Later model changes were primarily mechanical. By 1974, the T2 had gained its final shape. Very late in the T2's design life, during the late 1970s, the first prototypes of Type 2 vans with four-wheel drive (4WD) were built and tested.
The T2c, so-called because it got a slightly raised roof – by about 10 cm (3.9 in) – in the early 1990s, is built for the South American and Central American markets. It can be imported into other countries, such as the United Kingdom.
Since 1991, the T2c has been built in México with the water-cooled 1.8 L inline four-cylinder 53 kW (72 PS; 71 bhp) carbureted engine, easily identified by their large, black-coloured, front-mounted radiators, and since 1995 with the 1.6 L air-cooled engines for the Brazilian market.
Since production of the original Beetle was halted in late 2003 as a 2004 model, the T2 remained the only Volkswagen model with the traditional air-cooled, rear-mounted boxer engine until the Brazilian model shifted to a water-cooled engine on 23 December 2005. There was a 1.6 L 50 hp (37 kW; 51 PS) water-cooled diesel engined version of the T2, which was manufactured from 1981 to 1985 in Brazil. This version was very economical – values from 15 km/l to 18 km/l are reported – but it suffered from low performance and an insufficiently capable cooling system, which led to short engine life.
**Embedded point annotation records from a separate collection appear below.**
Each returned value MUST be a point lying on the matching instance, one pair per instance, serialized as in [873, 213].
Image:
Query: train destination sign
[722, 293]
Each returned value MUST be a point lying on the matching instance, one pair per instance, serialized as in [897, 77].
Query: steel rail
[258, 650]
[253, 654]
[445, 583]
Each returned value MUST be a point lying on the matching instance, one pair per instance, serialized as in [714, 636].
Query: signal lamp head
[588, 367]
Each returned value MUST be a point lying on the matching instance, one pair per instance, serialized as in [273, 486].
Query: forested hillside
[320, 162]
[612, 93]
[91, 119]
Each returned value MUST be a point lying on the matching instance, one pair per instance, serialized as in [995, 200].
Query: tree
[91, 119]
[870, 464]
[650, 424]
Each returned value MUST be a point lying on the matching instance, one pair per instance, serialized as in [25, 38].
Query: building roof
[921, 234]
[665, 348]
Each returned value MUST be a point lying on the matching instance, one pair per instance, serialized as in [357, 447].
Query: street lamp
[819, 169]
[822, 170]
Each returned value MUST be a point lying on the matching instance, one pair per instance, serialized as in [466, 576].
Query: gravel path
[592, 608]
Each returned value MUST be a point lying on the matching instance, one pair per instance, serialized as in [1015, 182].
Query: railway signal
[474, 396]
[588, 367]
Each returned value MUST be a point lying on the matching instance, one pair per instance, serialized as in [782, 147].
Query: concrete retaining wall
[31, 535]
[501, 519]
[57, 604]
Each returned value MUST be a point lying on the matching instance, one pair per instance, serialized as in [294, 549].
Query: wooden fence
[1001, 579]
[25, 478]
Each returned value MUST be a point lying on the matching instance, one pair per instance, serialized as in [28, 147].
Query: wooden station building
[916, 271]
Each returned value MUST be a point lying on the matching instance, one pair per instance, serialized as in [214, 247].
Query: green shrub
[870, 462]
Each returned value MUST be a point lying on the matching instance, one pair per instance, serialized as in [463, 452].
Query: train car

The end of the Volkswagen air-cooled engine on a worldwide basis was marked by a Special Edition Kombi. An exclusive Silver paint job, and limited edition emblems were applied to only 200 units in late 2005, and were sold as 2006 models.
More onerous emissions laws introduced by the Brazilian government for 2006 forced a shift to water-cooled engines. The new "Flex Fuel" water-cooled engine will run on petrol as well as alcohol. Borrowed from the Volkswagen Fox, the engine is a rear-mounted EA-111 1.4 L 8v Total Flex 1,390 cc (84.8 cu in), 58 kW (79 PS; 78 bhp) on petrol, and 60 kW (82 PS; 80 bhp) when run on ethanol, and 124 N·m (91 lbf·ft) torque. This version has been very successful, despite the minor changes made to the overall T2-bodied vehicle. It still includes the four-speed transmission, but with a new final drive ratio it can cruise at 120 km/h (75 mph) at 4,100 rpm. Top speed is 130 km/h (81 mph). 0 to 100 km/h (0 to 62 mph) is achieved in 22.7 seconds (vs. 29.5 seconds for the last air-cooled version). Improvements were made with 6.6% better fuel economy, and nearly 2 decibel (dB) less noise (again vs. the air-cooled version).
The Volkswagen Type T2 is by far the longest model run in Brazil, having been introduced in September 1950 as the Volkswagen "Kombi", a name it has kept throughout production. The fierce competition from European front-wheel drive newer generation vans still cannot match the Kombi's unparalleled cost-benefit equation. Only produced in two versions, bus (nine-seater or 12-seater – a fourth row is added for metro transportation or school bus market) or panel van, it offers only one factory option: the rear window defog. As of June 2009[update], the T2 is built at the Volkswagen Group's São Bernardo do Campo plant at a rate of 97 per day.
The production of the Brazilian Volkswagen Kombi ends in 2013 with a production run of 600 Last Edition vehicles. The phaseout of the T2c marks the end of an era which lasted since 1945 (when started the second generation of Volkswagen Type-1 - it will be the final production of metal-made bumper cars after 68 years. This also marks the end of a rear engine Volkswagen motor vehicle being produced in the world outside its parent nation.